No not quite the same.

In the Monte Hall problem, the rules were effectively fully specified. The goat is behind one of three doors, effectively at random, and after you pick a door, Monte opens a door that you didn’t pick and which also didn’t contain a goat, effectively giving you partial information that makes it advantageous to switch.

In this case the rules are not fully specified. All that is specified is that the master put money in envelopes in such a way that one envelope contained twice or half the amount of the other with equal probability.

There are many ways that this could happen. I specified three possible scenarios which fit the bill.
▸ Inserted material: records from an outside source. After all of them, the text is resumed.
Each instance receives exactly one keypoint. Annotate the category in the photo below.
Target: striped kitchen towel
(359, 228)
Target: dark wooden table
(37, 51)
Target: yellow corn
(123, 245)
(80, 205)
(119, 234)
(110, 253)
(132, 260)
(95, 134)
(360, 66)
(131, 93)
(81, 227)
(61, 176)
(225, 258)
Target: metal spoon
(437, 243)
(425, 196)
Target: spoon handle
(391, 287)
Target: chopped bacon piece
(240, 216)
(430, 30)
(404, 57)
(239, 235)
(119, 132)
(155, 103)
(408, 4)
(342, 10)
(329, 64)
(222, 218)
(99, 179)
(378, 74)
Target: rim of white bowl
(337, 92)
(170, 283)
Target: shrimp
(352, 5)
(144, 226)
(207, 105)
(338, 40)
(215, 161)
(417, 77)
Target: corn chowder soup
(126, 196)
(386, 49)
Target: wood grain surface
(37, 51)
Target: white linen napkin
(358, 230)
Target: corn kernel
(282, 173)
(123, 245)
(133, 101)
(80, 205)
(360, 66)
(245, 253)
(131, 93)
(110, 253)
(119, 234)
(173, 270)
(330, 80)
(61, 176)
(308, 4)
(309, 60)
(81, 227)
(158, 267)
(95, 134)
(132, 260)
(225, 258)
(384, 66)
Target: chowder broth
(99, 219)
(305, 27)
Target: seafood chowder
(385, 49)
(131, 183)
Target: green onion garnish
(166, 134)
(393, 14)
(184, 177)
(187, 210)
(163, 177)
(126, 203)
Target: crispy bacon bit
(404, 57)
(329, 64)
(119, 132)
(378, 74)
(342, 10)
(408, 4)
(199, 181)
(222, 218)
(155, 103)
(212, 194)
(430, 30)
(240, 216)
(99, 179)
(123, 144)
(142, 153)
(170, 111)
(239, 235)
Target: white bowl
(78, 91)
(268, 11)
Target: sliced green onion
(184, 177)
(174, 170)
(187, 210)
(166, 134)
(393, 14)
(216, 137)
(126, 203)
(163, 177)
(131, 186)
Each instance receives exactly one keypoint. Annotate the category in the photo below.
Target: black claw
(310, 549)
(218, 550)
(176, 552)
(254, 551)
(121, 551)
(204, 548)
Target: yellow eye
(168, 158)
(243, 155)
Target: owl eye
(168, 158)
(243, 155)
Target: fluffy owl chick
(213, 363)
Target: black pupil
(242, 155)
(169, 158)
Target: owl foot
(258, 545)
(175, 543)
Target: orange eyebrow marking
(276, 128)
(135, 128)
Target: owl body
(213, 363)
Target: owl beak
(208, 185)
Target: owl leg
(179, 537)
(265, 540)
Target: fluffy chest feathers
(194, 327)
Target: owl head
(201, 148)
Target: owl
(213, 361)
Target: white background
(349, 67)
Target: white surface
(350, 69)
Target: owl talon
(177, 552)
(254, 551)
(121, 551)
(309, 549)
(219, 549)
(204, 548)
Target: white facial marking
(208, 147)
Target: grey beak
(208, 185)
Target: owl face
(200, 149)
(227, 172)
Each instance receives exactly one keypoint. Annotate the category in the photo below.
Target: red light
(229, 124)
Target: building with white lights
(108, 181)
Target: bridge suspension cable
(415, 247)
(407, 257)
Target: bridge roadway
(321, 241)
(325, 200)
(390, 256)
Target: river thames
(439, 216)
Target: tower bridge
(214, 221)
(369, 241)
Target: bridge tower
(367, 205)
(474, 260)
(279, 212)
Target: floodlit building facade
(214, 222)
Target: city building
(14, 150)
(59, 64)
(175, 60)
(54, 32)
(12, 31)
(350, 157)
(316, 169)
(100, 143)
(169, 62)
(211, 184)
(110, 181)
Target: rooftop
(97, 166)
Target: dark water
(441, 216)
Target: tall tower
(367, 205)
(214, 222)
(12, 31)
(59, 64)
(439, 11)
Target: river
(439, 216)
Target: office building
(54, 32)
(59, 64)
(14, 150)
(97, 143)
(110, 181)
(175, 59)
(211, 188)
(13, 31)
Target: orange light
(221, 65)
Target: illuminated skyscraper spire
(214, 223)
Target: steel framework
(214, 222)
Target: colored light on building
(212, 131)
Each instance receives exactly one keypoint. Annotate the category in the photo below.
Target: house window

By the construction of the envelope swapping machine all of them result in two equally likely possibilities. And further by construction they all satisfied the specified requirement of the game.

Was I arguing that one of these scenarios was how the game was actually run? Definitely not. In fact I was arguing the opposite. I was arguing that we have no idea how the game was run, and pointed out three possible ways it could have been run that have different optimal strategies. Since we have no way to decide what way was actually used, there is no more optimal strategy to choose the envelope than there is an optimal strategy to playing rock, paper, scissors.
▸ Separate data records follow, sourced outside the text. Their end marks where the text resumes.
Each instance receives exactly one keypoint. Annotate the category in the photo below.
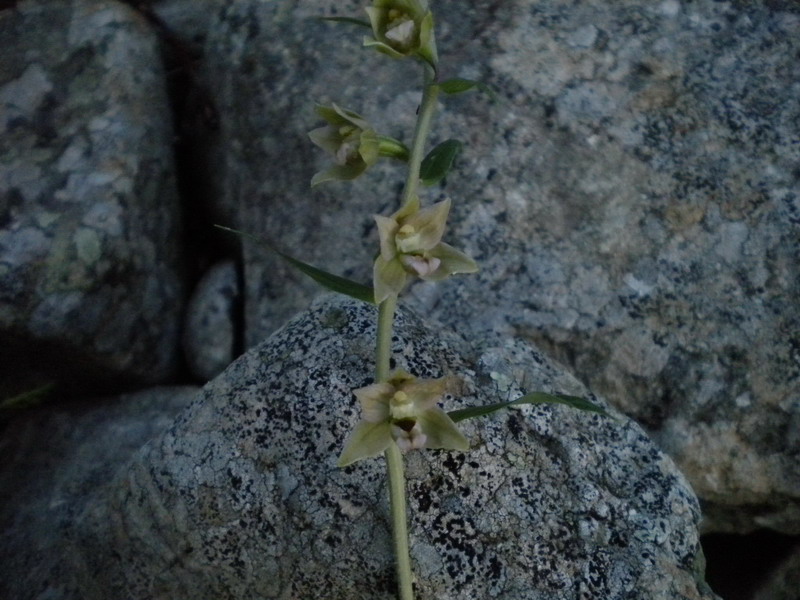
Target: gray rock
(783, 582)
(209, 330)
(54, 460)
(241, 498)
(90, 286)
(632, 200)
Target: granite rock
(54, 459)
(550, 503)
(783, 582)
(210, 325)
(90, 281)
(632, 199)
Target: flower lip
(402, 410)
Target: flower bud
(402, 28)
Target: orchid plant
(400, 412)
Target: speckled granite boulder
(209, 331)
(54, 460)
(241, 498)
(632, 200)
(783, 582)
(90, 286)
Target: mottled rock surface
(783, 582)
(90, 285)
(209, 330)
(54, 460)
(632, 199)
(549, 504)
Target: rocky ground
(632, 196)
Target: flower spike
(411, 245)
(401, 410)
(402, 28)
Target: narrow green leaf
(458, 85)
(350, 20)
(334, 283)
(534, 398)
(439, 162)
(27, 399)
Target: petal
(381, 47)
(374, 400)
(365, 441)
(377, 18)
(429, 224)
(387, 230)
(368, 146)
(427, 43)
(424, 393)
(441, 431)
(350, 117)
(389, 278)
(338, 173)
(408, 209)
(330, 114)
(453, 261)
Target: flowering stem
(430, 91)
(394, 459)
(383, 349)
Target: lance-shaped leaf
(28, 398)
(439, 161)
(533, 398)
(335, 283)
(350, 20)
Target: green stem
(430, 92)
(383, 350)
(394, 459)
(397, 501)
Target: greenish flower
(402, 28)
(351, 141)
(411, 244)
(402, 410)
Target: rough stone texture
(89, 237)
(54, 459)
(549, 504)
(632, 199)
(209, 327)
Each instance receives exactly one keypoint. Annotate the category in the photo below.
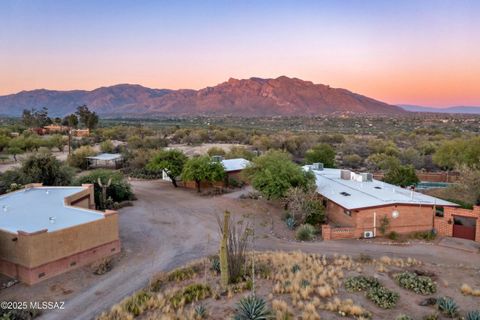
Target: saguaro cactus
(104, 191)
(224, 275)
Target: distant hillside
(250, 97)
(458, 109)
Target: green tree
(46, 169)
(119, 189)
(78, 158)
(71, 121)
(216, 151)
(202, 168)
(4, 142)
(323, 153)
(401, 175)
(171, 161)
(274, 173)
(88, 118)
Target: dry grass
(295, 285)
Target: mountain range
(252, 97)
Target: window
(439, 212)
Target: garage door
(464, 227)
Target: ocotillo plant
(224, 273)
(104, 191)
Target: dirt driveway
(168, 227)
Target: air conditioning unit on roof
(368, 234)
(318, 166)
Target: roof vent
(345, 174)
(217, 158)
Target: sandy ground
(202, 149)
(169, 227)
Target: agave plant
(200, 311)
(252, 308)
(447, 306)
(473, 315)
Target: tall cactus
(224, 275)
(104, 192)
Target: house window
(439, 212)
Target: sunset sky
(415, 52)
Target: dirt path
(168, 227)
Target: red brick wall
(333, 233)
(444, 225)
(412, 218)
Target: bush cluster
(378, 294)
(413, 282)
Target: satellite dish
(395, 214)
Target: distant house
(45, 231)
(55, 128)
(106, 160)
(80, 132)
(357, 205)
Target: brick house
(459, 223)
(45, 231)
(357, 205)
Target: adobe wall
(45, 247)
(444, 225)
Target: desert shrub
(107, 146)
(361, 283)
(136, 303)
(78, 158)
(252, 308)
(447, 306)
(304, 206)
(119, 189)
(182, 273)
(424, 235)
(43, 168)
(290, 222)
(200, 312)
(413, 282)
(103, 267)
(473, 315)
(383, 297)
(432, 316)
(469, 291)
(305, 232)
(191, 293)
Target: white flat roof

ETA: I just realized the in my original writeup I said,

An envelope swapping machine which can randomly pick one of two envelopes

I should have further specified that it would choose them with equal probability, rather than leaving it as an assumption.

Too late to add a TLDR:

The unlike the lottery, the two equally like possibilities were enforced by the way I wrote the scenarios, which in turn was made so as to satisfy the following requirement in the OP.
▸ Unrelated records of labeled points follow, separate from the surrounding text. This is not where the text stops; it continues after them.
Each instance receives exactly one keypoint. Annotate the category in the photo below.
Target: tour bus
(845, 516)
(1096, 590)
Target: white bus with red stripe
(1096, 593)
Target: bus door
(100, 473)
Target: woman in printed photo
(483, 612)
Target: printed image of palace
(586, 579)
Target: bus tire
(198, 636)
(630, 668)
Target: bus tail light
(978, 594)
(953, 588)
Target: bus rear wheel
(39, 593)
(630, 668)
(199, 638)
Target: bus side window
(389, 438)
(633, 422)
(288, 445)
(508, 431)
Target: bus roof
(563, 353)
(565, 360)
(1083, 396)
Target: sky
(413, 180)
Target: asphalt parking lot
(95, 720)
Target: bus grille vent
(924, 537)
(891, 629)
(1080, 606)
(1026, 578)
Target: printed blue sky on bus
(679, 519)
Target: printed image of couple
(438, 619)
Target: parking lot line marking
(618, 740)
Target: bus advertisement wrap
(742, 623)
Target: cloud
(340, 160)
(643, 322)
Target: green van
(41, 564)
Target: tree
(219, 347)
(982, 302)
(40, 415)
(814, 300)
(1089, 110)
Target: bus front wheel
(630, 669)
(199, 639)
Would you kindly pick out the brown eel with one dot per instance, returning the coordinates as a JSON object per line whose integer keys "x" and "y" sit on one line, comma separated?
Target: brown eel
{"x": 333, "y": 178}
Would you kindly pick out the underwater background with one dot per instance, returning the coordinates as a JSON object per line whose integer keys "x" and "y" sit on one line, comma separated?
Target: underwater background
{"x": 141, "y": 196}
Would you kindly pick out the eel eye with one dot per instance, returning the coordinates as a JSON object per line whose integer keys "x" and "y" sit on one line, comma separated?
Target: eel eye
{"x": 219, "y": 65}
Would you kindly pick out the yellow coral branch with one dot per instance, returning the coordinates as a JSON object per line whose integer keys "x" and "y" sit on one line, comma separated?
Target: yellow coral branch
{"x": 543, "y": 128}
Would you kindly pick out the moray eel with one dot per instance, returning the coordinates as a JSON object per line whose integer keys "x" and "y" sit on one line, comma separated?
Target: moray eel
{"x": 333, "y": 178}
(quote edited to fix typo and add bolding)

To me, I read the following as meaning that there are only two envelopes. Not three, not two plus a cache of hidden ones, but just two. (I am reading that “change” is a typo for “chance”. If that’s not the case, then I’m not sure what’s happening here.)

I think if we take “equal chan[c]e” literally, then the envelopes are being handed out randomly, otherwise the chance would not be equal between half and double.

If we can accept that “two” or “equal” is a lie, then we can’t trust any aspect of the game, and can’t draw any conclusions, because it’s all rigged. The ball is always under one of the cups you did not pick.